Corporate results:
  • Ashtead expects rental income growth for the financial year to be at the lower end of the 11-13% range.
  • Banque Cantonale de Genève announced record profits and dividend.
  • Bayer targets 2024 Ebitda higher than market forecasts. The CEO clarifies that he will not dismantle the company for the time being.
  • Dormakaba reported first-half net sales slightly below expectations.
  • Lindt improves its 2023 results and targets 6 to 8% organic growth and a 20 to 40 basis point increase in operating margin this year.
  • Traton forecasts stable margins in 2024.
  • VAT Group suffers sharp earnings contraction in 2023.
  • Target on Tuesday reported higher profits for the last three months of 2023, thanks to a smaller-than-expected contraction in sales. The retailer said it expected like-for-like sales this year to be well above Wall Street expectations. The share price jumped 6% in pre-market trading.
  • Gitlab: The software coding platform fell by 20.2% before the opening, following the publication of its fourth-quarter results on Monday. The company expects a loss per share of between 4 and 5 cents in the first quarter of 2025, compared with consensus earnings of 6 cents.
In other news:
  • Counterpoint reports that Apple iPhone sales fell 24% in China earlier this year.
  • Tesla lost 7% yesterday after a sharp drop in February sales in China. Meanwhile, the Tesla factory in Grünheide, on the outskirts of Berlin, lost power and had to suspend production on Tuesday morning due to a fire triggered by an alleged attack on a substation by environmental activists, reports the BZ newspaper. 
  • Jeff Bezos (Amazon) is once again the richest man in the world, ahead of Elon Musk (Tesla) and Bernard Arnault (LVMH). Musk is said to be in negotiations with X's creditors to refinance the company's debt, and is facing a complaint from former X (Twitter) executives claiming $128 million.
  • The FAA has identified control problems in the production of Boeing's 737 MAX (one would have thought).

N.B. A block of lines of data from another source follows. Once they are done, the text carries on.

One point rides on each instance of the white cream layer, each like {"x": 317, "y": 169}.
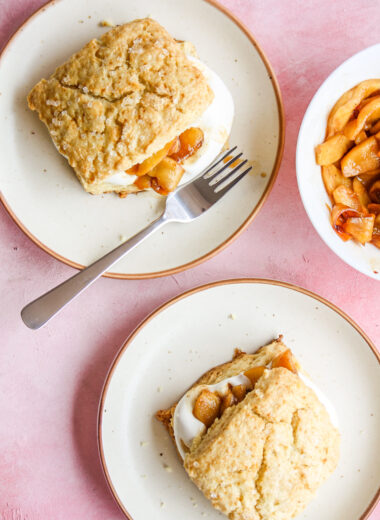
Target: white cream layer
{"x": 215, "y": 122}
{"x": 187, "y": 427}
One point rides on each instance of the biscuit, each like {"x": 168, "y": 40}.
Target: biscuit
{"x": 265, "y": 457}
{"x": 119, "y": 100}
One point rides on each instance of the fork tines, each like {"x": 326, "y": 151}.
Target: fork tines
{"x": 225, "y": 176}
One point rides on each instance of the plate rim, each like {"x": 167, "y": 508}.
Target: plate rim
{"x": 245, "y": 223}
{"x": 334, "y": 249}
{"x": 231, "y": 281}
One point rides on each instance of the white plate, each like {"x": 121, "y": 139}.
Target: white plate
{"x": 193, "y": 333}
{"x": 361, "y": 66}
{"x": 52, "y": 208}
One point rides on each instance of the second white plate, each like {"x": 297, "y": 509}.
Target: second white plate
{"x": 361, "y": 66}
{"x": 195, "y": 332}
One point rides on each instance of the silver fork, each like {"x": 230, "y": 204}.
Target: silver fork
{"x": 183, "y": 205}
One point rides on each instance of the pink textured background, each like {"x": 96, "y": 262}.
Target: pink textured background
{"x": 50, "y": 380}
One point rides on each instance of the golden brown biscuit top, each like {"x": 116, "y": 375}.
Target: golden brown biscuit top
{"x": 120, "y": 99}
{"x": 265, "y": 457}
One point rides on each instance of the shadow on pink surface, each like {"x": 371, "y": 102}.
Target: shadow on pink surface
{"x": 85, "y": 415}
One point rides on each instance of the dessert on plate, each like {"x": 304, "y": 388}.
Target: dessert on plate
{"x": 350, "y": 163}
{"x": 135, "y": 110}
{"x": 255, "y": 435}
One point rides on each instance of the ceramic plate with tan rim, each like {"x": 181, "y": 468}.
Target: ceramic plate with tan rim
{"x": 174, "y": 346}
{"x": 41, "y": 192}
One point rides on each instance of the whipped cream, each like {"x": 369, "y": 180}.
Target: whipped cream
{"x": 121, "y": 179}
{"x": 186, "y": 426}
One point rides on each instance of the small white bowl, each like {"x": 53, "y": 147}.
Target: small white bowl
{"x": 363, "y": 65}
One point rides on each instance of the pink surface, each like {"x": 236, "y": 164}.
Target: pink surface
{"x": 51, "y": 379}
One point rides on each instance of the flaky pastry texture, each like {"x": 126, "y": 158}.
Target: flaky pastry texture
{"x": 119, "y": 100}
{"x": 265, "y": 457}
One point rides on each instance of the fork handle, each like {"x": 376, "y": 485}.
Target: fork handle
{"x": 41, "y": 310}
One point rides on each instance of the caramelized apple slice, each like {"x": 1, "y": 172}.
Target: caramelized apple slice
{"x": 153, "y": 160}
{"x": 339, "y": 215}
{"x": 361, "y": 192}
{"x": 369, "y": 177}
{"x": 374, "y": 192}
{"x": 254, "y": 374}
{"x": 367, "y": 115}
{"x": 332, "y": 150}
{"x": 375, "y": 128}
{"x": 144, "y": 182}
{"x": 348, "y": 102}
{"x": 190, "y": 140}
{"x": 362, "y": 136}
{"x": 360, "y": 228}
{"x": 362, "y": 158}
{"x": 239, "y": 392}
{"x": 207, "y": 407}
{"x": 227, "y": 400}
{"x": 346, "y": 196}
{"x": 285, "y": 360}
{"x": 168, "y": 174}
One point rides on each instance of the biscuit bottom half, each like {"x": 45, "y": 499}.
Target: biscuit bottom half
{"x": 268, "y": 448}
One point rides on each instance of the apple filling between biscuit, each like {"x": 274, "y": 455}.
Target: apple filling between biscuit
{"x": 163, "y": 170}
{"x": 201, "y": 406}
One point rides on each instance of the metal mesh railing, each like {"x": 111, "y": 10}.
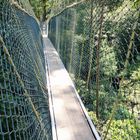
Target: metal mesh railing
{"x": 24, "y": 108}
{"x": 99, "y": 44}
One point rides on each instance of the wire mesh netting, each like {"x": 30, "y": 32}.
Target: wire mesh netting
{"x": 24, "y": 109}
{"x": 99, "y": 44}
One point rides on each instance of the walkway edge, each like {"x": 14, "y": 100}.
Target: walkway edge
{"x": 54, "y": 132}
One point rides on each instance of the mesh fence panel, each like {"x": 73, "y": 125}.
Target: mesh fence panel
{"x": 24, "y": 110}
{"x": 99, "y": 45}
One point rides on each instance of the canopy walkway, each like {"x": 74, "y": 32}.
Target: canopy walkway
{"x": 76, "y": 79}
{"x": 71, "y": 121}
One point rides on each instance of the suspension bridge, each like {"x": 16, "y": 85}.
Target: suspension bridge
{"x": 69, "y": 116}
{"x": 75, "y": 77}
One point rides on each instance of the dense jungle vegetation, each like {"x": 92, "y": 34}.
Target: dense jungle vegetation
{"x": 99, "y": 44}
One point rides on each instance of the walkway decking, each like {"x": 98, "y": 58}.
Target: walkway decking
{"x": 70, "y": 120}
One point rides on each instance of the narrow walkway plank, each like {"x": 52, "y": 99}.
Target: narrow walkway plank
{"x": 70, "y": 121}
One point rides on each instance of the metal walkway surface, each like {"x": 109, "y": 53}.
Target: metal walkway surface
{"x": 69, "y": 118}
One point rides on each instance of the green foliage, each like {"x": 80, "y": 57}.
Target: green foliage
{"x": 124, "y": 130}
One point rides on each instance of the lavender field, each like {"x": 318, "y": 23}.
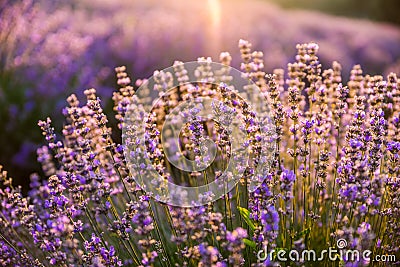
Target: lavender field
{"x": 118, "y": 159}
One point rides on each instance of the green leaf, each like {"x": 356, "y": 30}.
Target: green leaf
{"x": 245, "y": 213}
{"x": 249, "y": 243}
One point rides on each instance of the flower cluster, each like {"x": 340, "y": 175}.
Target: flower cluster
{"x": 334, "y": 173}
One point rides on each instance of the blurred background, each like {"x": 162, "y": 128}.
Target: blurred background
{"x": 50, "y": 49}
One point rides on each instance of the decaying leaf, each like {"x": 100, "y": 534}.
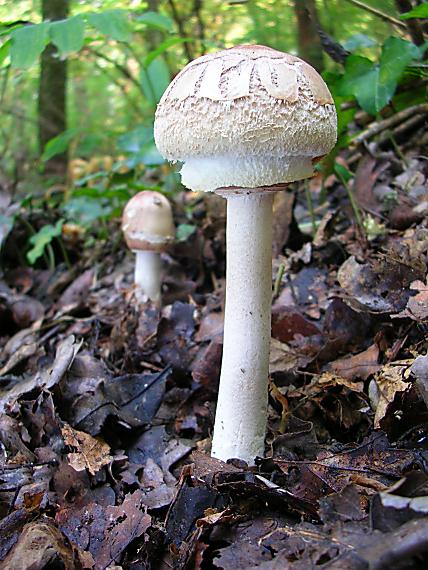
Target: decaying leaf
{"x": 46, "y": 378}
{"x": 91, "y": 454}
{"x": 41, "y": 545}
{"x": 105, "y": 531}
{"x": 388, "y": 381}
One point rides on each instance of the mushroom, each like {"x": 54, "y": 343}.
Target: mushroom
{"x": 149, "y": 230}
{"x": 245, "y": 122}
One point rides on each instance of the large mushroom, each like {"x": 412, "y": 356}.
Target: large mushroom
{"x": 245, "y": 122}
{"x": 148, "y": 228}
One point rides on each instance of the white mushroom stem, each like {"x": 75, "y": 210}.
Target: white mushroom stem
{"x": 240, "y": 422}
{"x": 147, "y": 273}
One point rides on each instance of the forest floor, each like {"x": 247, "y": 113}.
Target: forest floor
{"x": 107, "y": 404}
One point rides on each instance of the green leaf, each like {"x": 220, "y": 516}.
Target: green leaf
{"x": 112, "y": 23}
{"x": 358, "y": 41}
{"x": 86, "y": 210}
{"x": 373, "y": 85}
{"x": 134, "y": 141}
{"x": 155, "y": 79}
{"x": 28, "y": 43}
{"x": 184, "y": 231}
{"x": 4, "y": 51}
{"x": 395, "y": 57}
{"x": 43, "y": 238}
{"x": 156, "y": 20}
{"x": 418, "y": 12}
{"x": 68, "y": 35}
{"x": 6, "y": 224}
{"x": 58, "y": 144}
{"x": 342, "y": 172}
{"x": 162, "y": 47}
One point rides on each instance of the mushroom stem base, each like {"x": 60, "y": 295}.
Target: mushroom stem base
{"x": 240, "y": 422}
{"x": 147, "y": 274}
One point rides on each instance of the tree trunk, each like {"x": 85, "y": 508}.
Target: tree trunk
{"x": 413, "y": 25}
{"x": 310, "y": 48}
{"x": 52, "y": 90}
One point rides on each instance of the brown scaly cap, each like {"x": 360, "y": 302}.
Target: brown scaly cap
{"x": 247, "y": 100}
{"x": 147, "y": 222}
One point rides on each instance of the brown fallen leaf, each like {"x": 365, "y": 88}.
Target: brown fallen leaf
{"x": 417, "y": 306}
{"x": 388, "y": 381}
{"x": 41, "y": 545}
{"x": 361, "y": 365}
{"x": 105, "y": 531}
{"x": 284, "y": 359}
{"x": 91, "y": 453}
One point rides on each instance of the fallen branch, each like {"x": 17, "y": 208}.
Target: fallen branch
{"x": 379, "y": 14}
{"x": 390, "y": 122}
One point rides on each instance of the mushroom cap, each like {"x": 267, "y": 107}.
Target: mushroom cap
{"x": 248, "y": 116}
{"x": 147, "y": 222}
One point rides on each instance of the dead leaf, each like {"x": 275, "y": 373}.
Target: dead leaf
{"x": 361, "y": 365}
{"x": 76, "y": 293}
{"x": 389, "y": 381}
{"x": 105, "y": 531}
{"x": 420, "y": 370}
{"x": 46, "y": 378}
{"x": 417, "y": 306}
{"x": 283, "y": 358}
{"x": 41, "y": 545}
{"x": 91, "y": 454}
{"x": 382, "y": 284}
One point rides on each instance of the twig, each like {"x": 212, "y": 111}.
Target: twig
{"x": 182, "y": 32}
{"x": 405, "y": 126}
{"x": 388, "y": 123}
{"x": 379, "y": 14}
{"x": 278, "y": 279}
{"x": 413, "y": 25}
{"x": 123, "y": 70}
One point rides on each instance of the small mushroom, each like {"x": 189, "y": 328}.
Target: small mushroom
{"x": 148, "y": 227}
{"x": 245, "y": 122}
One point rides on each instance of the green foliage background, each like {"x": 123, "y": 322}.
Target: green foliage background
{"x": 122, "y": 55}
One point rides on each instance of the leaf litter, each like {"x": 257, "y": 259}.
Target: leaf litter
{"x": 108, "y": 402}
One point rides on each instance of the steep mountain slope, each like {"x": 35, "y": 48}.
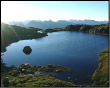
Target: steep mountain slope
{"x": 15, "y": 33}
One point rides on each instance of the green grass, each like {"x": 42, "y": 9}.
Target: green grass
{"x": 101, "y": 75}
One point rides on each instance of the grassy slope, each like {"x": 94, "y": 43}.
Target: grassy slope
{"x": 101, "y": 75}
{"x": 23, "y": 79}
{"x": 10, "y": 34}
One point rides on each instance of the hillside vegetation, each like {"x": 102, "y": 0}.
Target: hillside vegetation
{"x": 95, "y": 29}
{"x": 10, "y": 34}
{"x": 101, "y": 75}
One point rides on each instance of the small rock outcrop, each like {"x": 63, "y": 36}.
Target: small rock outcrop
{"x": 27, "y": 50}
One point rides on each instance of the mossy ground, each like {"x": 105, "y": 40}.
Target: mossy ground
{"x": 23, "y": 76}
{"x": 101, "y": 75}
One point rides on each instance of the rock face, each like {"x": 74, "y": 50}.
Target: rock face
{"x": 27, "y": 50}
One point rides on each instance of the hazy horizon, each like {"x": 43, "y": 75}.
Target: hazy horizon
{"x": 53, "y": 10}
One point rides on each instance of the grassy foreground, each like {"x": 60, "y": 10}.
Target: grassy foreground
{"x": 101, "y": 75}
{"x": 32, "y": 76}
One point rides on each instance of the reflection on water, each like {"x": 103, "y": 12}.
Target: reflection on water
{"x": 74, "y": 50}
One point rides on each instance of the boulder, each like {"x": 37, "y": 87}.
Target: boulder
{"x": 6, "y": 82}
{"x": 27, "y": 50}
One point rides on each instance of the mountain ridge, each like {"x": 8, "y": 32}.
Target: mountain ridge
{"x": 54, "y": 24}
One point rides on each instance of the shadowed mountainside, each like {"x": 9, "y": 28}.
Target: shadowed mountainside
{"x": 96, "y": 29}
{"x": 52, "y": 24}
{"x": 10, "y": 34}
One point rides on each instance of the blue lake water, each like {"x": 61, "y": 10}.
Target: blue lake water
{"x": 75, "y": 50}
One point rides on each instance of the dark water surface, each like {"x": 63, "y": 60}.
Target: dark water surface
{"x": 75, "y": 50}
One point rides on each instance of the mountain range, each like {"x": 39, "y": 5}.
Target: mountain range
{"x": 52, "y": 24}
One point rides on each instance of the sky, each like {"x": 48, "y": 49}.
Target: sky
{"x": 54, "y": 10}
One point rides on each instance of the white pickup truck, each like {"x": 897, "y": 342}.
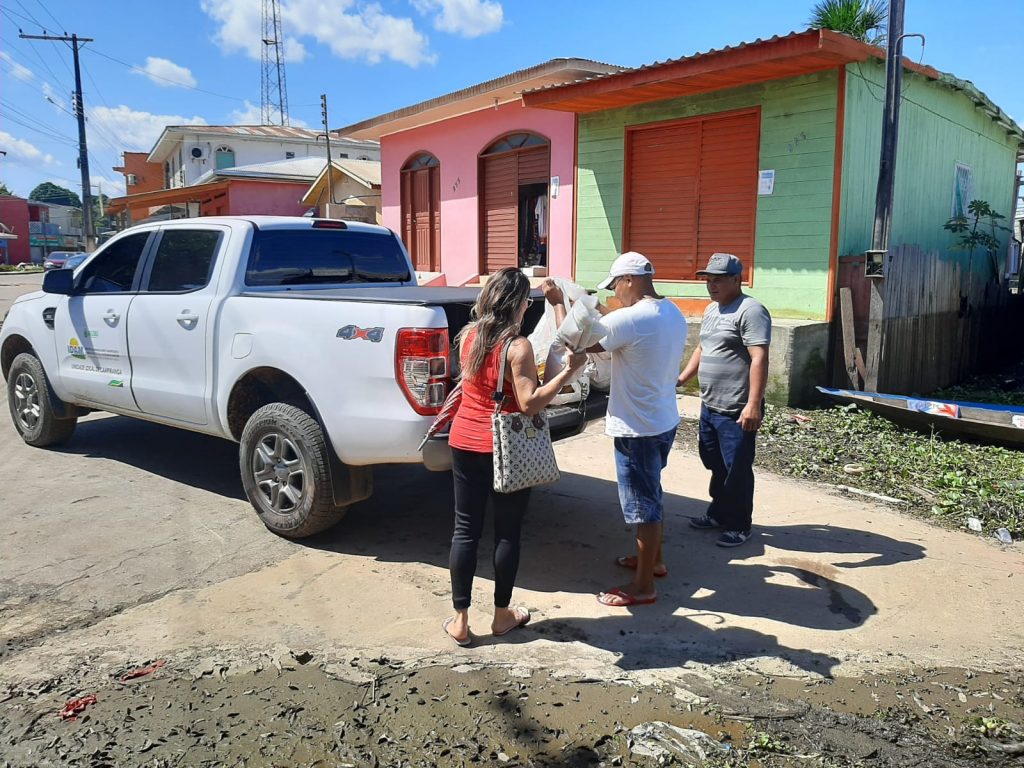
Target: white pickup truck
{"x": 306, "y": 341}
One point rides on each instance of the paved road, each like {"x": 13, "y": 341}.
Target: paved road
{"x": 135, "y": 541}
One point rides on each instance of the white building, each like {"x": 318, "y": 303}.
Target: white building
{"x": 188, "y": 152}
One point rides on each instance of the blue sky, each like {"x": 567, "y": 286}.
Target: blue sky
{"x": 156, "y": 64}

  • Fox Corporation, Walt Disney and Warner Bros. Discovery plan to add 5 million subscribers to their joint sports offering within five years.
  • Trian, Nelson Peltz's fund, again criticizes Walt Disney's management and asks for two seats on the board.
  • British Airways (International Consolidated Airlines Group) plans to invest £750 million in digital upgrades.
  • Alibaba will invest in Chinese artificial intelligence company Minimax, valued at $2 billion.
  • Hackers claim that UnitedHealth paid a $22 million ransom to try to recover hacked data.
  • Nestlé faces legal action in the US for marketing Perrier as mineral water.
  • Carlsberg continues its legal battle to recover the rights to sell Baltika beer.
  • Berkshire Hathaway subsidiary (Berkshire Hathaway Energy) is accused of cartelizing real estate commission prices in the USA.
  • Vitol will buy Exxon and QatarEnergy shares in Italian LNG terminal, Reuters reports.
  • Hochdorf examines options for its future, including a sale.
  • Kinnevik invests $41 million in Mews.
  • Apple fell by 1.6% before the Wall Street opening in reaction to a report by research firm Counterpoint that the group's iPhone sales in China fell by 24% year-on-year in the first six weeks of this year, amid intensifying competition from local players such as Huawei.
  • AMD lost 2.8% in pre-market trading after Bloomberg reported that the U.S. administration wanted to block the company's efforts to develop and market an artificial intelligence chip for the Chinese market.
  • Alphabet on Tuesday introduced changes to search results and new tools for application developers to comply with European regulations.
  • Viavi Solutions - The communications equipment company has agreed to buy British telecom test company Spirent Communications in a deal valued at around 1.01 billion pounds (1.18 billion euros), the two companies said on Tuesday.
  • Albemarle - The lithium mining group was down 8.4% after the close, as the company launched a $1.75 billion share issue.
  • Microstrategy was down 13% before the opening, as the software company sought to raise $600 million via convertible bonds to buy more bitcoins.